At the age of 19, he started working as an adult education teacher in underprivileged neighborhoods of Buenos Aires Province. Going far beyond his teacher's role, Alfredo helped the neighbors organize the building of a school. This effort required breaking prejudices and integrating a community that included Paraguayan immigrants.

After this experience, he decided to study psychology and simultaneously began working as a volunteer at the Borda Hospital. He longed, however, to make more of a difference in the lives of the patients. In realizing that the worst barriers patients faced were marginalization and abandonment, Alfredo began to think about ways to integrate them into society. One day while traveling by bus to the hospital, he met a person who worked for a community radio station. The individual invited Alfredo to answer questions from the audience about the psychiatric patients in the hospital. Alfredo thought it would be better to record patients themselves answering the questions and replay them during the program. The "madmen" element of the program generated an immediate response from listeners, many of whom phoned the station to talk to the patients. This is how Loony Radio was born.
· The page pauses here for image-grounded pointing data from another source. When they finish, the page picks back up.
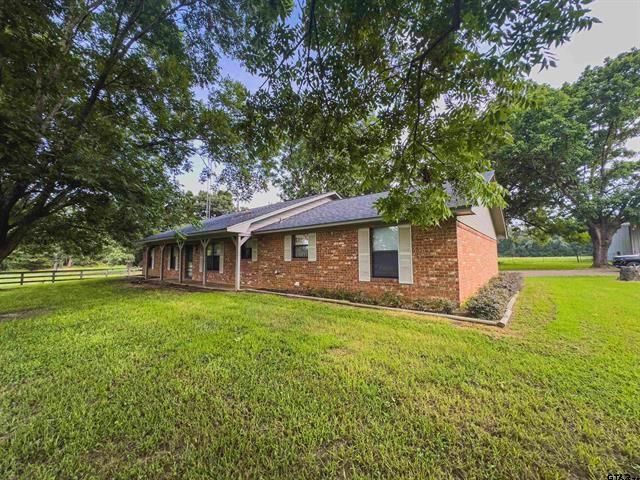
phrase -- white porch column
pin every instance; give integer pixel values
(145, 263)
(238, 247)
(204, 244)
(238, 242)
(162, 262)
(180, 245)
Over the years, Alfredo has attracted national surprise and international recognition. Films Du Village of France made a documentary that became a tremendous success at the last Biarritz's festival, showing four times to satisfy high audience demand. Alfredo has received several awards, including the Martin Fierro (the most prestigious for national mass media), Educarte, ISALUD Foundation Mass Media Award, Faro de Oro 2000 Award, and an award from the Peace and Justice Service Foundation.